Mandatory Konstitusi sudah tegas dengan
Pasal 28H ayat (1): “Setiap orang berhak memperoleh pelayanan kesehatan.” Juncto Pasal 34 ayat (3): “Negara bertanggung jawab atas fasilitas pelayanan kesehatan yang layak.”
Artinya, RS swasta anggota ARSSI adalah mitra abadi a.k.a sekutu loyal negara dalam memenuhi kewajiban konstitusional. Bukan sekadar penyedia jasa pasar. Tegaskan mandatory diikutkan JKN BPJS Kesehatan.
Maka, Negara harus aktif-positif untuk agenda konstitusional berikut ini:
(1) Top-Up Insentif a.k.a Reward untuk RS Swasta yang sanggup Kompetensi Tinggi.
(2) Beri tambahan dana untuk RS dengan teknologi tinggi dan dokter unggul.
(3) Skema Aliansi RS Swasta – Pemerintah.
(4) RS Swasta bermitra dengan RS daerah untuk pelayanan bersama berbasis JKN.
(5) Tinjau terus proporsi layanan JKN vs layanan premium.
(6) Reformasi tarif jasa medis.
(7) Tetapkan tarif minimal nasional untuk dokter spesialis JKN sebagai pekerjaan dengan skill spesial yang kudu beda. Rujuk lah Putusan MK.
(8) Jangan biarkan RS menentukan sendiri atas jasa profesi dokter dan tenaga kesehatan juga SDM Kesehatan lain, kudu ada kelayakan dan kepastian.
Epilog: Bukan Dagangan
Di ruang tunggu rumah sakit, pasien tidak peduli siapa pemiliknya—swasta, yayasan, atau negara. Yang mereka butuh hanyalah: sembuh, cepat, dan manusiawi.
Tapi hari ini, RS Swasta dibiarkan bertempur sendirian. Acap kali RS Swasta mitra BPJS Kes gegabah divonis Fraud versi kacamata kuda JKN tanpa pembelaan.

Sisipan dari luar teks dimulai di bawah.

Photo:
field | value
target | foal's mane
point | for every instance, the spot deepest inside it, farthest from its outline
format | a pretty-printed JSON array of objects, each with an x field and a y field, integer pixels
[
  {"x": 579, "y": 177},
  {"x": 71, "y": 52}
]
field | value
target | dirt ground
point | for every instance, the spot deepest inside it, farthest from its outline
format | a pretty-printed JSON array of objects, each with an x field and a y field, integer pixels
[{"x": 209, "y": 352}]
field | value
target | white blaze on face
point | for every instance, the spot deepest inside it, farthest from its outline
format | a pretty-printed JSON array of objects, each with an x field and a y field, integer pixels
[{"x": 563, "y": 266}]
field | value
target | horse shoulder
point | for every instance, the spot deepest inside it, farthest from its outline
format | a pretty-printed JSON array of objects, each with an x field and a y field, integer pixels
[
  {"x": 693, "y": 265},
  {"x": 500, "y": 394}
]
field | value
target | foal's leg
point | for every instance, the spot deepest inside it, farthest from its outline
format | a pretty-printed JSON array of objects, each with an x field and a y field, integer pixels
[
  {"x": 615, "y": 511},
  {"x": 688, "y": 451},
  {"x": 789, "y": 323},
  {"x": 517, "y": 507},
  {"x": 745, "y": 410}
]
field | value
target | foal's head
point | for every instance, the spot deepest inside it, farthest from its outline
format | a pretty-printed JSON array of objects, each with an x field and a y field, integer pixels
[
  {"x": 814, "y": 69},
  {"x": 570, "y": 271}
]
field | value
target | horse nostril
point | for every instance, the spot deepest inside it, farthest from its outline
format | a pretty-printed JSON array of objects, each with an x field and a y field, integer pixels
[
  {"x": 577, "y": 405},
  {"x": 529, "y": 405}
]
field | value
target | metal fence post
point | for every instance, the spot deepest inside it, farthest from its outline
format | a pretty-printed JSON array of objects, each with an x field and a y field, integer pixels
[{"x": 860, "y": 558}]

Tak bijak dan adil jika Dokter mengorbankan kompetensi demi bertahan. Pemerintah tutup akal tatkala diminta alat kesehatan mahal tak dibebani pajak barang mewah. Dan, paradoksnya kepada rakyat dijanjikan “gratis” yang semu, yang justru membuat “disrupsi” sistem dari dalam.
Jika negara terus abai, maka RS swasta akan jatuh. Dokter unggul akan pergi. Dan rakyat hanya akan punya pilihan: antre atau mati.
Negara harus memilih: tetap menyandera mutu demi angka statistik, atau menyelamatkan masa depan pelayanan kesehatan yang bermartabat.
Jika pidato Menteri dengan gagah mengumandangkan kompetensi global, itu butuh good will dan keberanian pimpinan nasional. Bukan mematok beleids mengarah over utilisasi. Bukan sekadar bersolek regulasi administratif, tapi keputusan politik strategis reformasi fiskal layanan kesehatan pro RS dan SDM Kesehatan yang tak difasitasi dan bahkan nyaris tanpa proteksi RS domestik khususnya RS soliter kecil yang berjuang menyelamatkan nyawa sendiri.
Untuk menyelamatkan nyawa rakyat, dan RS Swasta soliter itu negara tak boleh lah setengah hati. Negara bukan penjaga malam, namun negara melayani yang bukan hanya utak atik regulasi teknis dan mengatur prosedur, tarif dan koding INA CBGs. CITO, publik menanti “operasi besar” kebijakan strategis atas nama layanan publik kesehatan berbasis kompetensi yang berkeadilan. Karena layanan kesehatan rakyat amanat konstitusi, maka Presiden adalah “Captain of The Team”. Tabik.
(Adv. Muhammad JONI, SH. MH., Founder Perhimpunan Profesional Hukum dan Kesehatan Indonesia, Sekjen PP IKA USU).